Another reason it fails is that what makes your friend happy might not make you happy, so the same actions don’t necessarily produce the same results.
And here is a painful truth, but one you might need to hear so you can finally face the pain and move forward:
You might be more comfortable in the stage of “searching” than in the stage of implementing. You might be scared of failing or that you can’t have what others have, so you avoid situations that could potentially shove that in your face. If that’s where you’re at, you’ll have the same conversations with your friends and family for years with nothing changing. It will take something drastic like losing a job, a health crisis, or some other tragic event to force you into action.
The solution is to face your truth, no matter how terrifying it feels to look it in the eye.
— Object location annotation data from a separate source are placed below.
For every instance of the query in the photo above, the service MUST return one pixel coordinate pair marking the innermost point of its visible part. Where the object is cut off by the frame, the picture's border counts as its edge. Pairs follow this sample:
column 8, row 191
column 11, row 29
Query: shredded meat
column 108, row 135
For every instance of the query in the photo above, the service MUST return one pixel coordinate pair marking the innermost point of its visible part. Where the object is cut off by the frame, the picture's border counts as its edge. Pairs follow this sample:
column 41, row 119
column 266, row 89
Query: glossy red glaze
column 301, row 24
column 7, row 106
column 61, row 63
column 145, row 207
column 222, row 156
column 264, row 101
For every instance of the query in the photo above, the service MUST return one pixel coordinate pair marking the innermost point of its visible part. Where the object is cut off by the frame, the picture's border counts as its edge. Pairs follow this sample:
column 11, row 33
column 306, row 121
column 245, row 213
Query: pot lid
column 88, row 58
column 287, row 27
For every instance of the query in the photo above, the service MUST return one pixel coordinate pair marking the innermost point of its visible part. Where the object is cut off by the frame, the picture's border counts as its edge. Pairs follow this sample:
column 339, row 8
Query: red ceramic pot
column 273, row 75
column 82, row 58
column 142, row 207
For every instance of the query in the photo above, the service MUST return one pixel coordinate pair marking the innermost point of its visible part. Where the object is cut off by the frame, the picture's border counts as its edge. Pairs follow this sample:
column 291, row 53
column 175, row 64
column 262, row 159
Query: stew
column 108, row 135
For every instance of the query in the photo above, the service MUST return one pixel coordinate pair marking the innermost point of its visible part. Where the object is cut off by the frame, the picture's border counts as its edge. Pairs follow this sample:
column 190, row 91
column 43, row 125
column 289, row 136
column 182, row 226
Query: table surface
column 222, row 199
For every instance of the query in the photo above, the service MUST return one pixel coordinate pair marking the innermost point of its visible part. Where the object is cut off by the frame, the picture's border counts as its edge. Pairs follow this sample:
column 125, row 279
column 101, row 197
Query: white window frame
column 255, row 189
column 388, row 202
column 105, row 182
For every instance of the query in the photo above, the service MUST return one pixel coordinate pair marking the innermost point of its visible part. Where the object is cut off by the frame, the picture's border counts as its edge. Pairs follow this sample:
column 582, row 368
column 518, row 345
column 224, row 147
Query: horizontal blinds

To conquer that fear, you need to build resiliency and coping skills, have practice at recognising what’s going on in your head, and practice continually choosing a train of thought that benefits you and leads you where you want to go. Most especially, you need someone unattached to your situation to help point out what you’re missing in your unique blind spots. Because you can’t see what you can’t see. Choosing to ask for help and get the support you need from someone who knows how to help is without a doubt the fastest, least expensive, least draining option you have. Choosing someone who can see your situation with clear eyes and ask you the right questions at the right time, so you finally uncover what you truly value and want is priceless.